Two months ago, I started work on a side project experimenting with artificial speech synthesis using recently published machine learning methods. The pace of advancement in speech quality produced by neural network models following the deep learning revolution in 2012 was impressive, and with the release of the WaveNet paper by Google’s DeepMind in 2016 it was clear that the uncanny valley had been crossed. It was now possible to generate artificial speech indistinguishable from human speech, as judged by native speakers.
I was amazed by the quality demonstrated in the results of the WaveNet paper when it was published, and began casually following the literature, though I wasn’t actively contributing to it. I was interested in the application of speech synthesis to the creative industry — in particular, voice generation for games and films. I grew up a media junkie, and though my academic and professional career wound up taking an engineering path, I have remained passionate about artistic storytelling my whole life.
I decided to explore the space from an entrepreneurial perspective to see what markets might exist around speech synthesis models as content creation tools.

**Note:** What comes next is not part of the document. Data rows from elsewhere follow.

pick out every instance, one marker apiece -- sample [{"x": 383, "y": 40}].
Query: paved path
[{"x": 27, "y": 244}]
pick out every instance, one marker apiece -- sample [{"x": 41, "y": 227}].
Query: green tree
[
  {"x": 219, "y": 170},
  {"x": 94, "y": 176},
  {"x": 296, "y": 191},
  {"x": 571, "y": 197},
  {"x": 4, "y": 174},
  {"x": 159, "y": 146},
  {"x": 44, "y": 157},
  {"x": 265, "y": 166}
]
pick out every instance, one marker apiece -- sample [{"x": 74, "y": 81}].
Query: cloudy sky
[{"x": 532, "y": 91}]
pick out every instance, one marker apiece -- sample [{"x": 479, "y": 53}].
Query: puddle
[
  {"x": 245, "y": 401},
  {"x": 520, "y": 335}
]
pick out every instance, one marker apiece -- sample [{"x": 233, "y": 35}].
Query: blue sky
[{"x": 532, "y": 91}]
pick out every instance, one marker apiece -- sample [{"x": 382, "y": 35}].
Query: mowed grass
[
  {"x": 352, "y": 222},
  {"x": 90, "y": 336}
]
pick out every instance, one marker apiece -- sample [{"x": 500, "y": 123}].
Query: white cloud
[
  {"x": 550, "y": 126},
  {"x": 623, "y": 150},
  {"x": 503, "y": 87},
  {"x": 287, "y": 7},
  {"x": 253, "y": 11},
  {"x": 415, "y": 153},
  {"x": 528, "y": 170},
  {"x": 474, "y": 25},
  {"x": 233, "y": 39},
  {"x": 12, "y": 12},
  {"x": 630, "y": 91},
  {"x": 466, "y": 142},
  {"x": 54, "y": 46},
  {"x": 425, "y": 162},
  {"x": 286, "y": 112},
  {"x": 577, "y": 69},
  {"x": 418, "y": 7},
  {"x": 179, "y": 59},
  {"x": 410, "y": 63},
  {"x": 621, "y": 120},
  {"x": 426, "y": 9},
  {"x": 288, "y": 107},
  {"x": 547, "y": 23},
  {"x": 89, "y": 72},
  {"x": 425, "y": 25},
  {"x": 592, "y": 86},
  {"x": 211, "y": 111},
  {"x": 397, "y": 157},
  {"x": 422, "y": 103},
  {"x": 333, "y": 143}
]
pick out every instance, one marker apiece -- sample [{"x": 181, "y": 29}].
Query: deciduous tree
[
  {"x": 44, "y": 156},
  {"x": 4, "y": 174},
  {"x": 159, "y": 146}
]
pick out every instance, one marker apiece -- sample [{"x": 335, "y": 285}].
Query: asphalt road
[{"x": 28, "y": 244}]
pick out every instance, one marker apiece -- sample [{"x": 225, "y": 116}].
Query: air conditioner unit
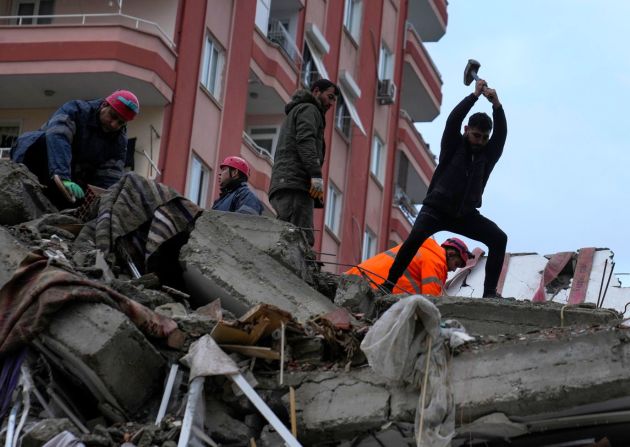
[{"x": 386, "y": 91}]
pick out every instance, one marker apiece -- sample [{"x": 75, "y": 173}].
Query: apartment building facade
[{"x": 213, "y": 77}]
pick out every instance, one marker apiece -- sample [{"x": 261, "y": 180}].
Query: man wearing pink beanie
[{"x": 84, "y": 142}]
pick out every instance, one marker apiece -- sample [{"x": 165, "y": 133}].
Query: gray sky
[{"x": 562, "y": 71}]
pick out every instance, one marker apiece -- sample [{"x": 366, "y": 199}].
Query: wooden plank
[
  {"x": 582, "y": 274},
  {"x": 261, "y": 352}
]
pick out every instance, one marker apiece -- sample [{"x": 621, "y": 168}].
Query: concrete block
[
  {"x": 11, "y": 254},
  {"x": 222, "y": 264},
  {"x": 280, "y": 240},
  {"x": 106, "y": 351},
  {"x": 334, "y": 406},
  {"x": 21, "y": 197},
  {"x": 488, "y": 316},
  {"x": 546, "y": 372}
]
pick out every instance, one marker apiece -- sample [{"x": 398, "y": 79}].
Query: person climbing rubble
[
  {"x": 235, "y": 194},
  {"x": 297, "y": 185},
  {"x": 426, "y": 273},
  {"x": 83, "y": 142},
  {"x": 454, "y": 195}
]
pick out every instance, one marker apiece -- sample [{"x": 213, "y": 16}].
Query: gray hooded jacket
[{"x": 301, "y": 147}]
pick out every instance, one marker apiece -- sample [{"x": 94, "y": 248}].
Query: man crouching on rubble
[
  {"x": 427, "y": 271},
  {"x": 235, "y": 195},
  {"x": 84, "y": 142}
]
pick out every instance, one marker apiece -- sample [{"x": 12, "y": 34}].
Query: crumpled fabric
[
  {"x": 397, "y": 348},
  {"x": 64, "y": 439},
  {"x": 39, "y": 288}
]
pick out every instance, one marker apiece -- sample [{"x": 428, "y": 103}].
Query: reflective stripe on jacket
[{"x": 425, "y": 275}]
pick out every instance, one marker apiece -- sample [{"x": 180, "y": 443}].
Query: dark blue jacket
[
  {"x": 238, "y": 199},
  {"x": 77, "y": 147},
  {"x": 460, "y": 178}
]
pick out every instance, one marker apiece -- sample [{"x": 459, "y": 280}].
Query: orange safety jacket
[{"x": 425, "y": 275}]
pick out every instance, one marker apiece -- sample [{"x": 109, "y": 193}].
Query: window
[
  {"x": 376, "y": 161},
  {"x": 385, "y": 63},
  {"x": 333, "y": 209},
  {"x": 8, "y": 134},
  {"x": 369, "y": 245},
  {"x": 343, "y": 120},
  {"x": 198, "y": 182},
  {"x": 310, "y": 73},
  {"x": 265, "y": 138},
  {"x": 212, "y": 67},
  {"x": 34, "y": 8},
  {"x": 352, "y": 17}
]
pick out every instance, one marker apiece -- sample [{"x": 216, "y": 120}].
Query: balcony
[
  {"x": 46, "y": 60},
  {"x": 429, "y": 17},
  {"x": 422, "y": 84}
]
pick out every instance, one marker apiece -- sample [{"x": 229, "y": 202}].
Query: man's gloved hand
[
  {"x": 387, "y": 287},
  {"x": 317, "y": 189},
  {"x": 74, "y": 189}
]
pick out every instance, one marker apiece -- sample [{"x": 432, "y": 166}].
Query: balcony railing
[
  {"x": 404, "y": 204},
  {"x": 277, "y": 33},
  {"x": 89, "y": 19}
]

I delved a bit deeper into the literature involving the state-of-the-art models and decided that a good way to learn about how these models worked would be to glue together a handful of existing open-source components to produce a realistic text-to-speech demonstration of a highly recognizable voice. I experimented with a few voices, eventually settling on psychologist, author, and podcaster Jordan Peterson for a few reasons, not the least of which being that I am a fan of his work and style of intellectual discourse, even though I don’t agree with all of his viewpoints.
I started working on the project part-time at the end of June. After about four weeks of learning how the components worked, experimenting with data processing techniques, and training a few different models, I had a pretty convincing speech generator. The next step was to build a tech demo that would let users generate audio from the model using a simple front end — type and listen.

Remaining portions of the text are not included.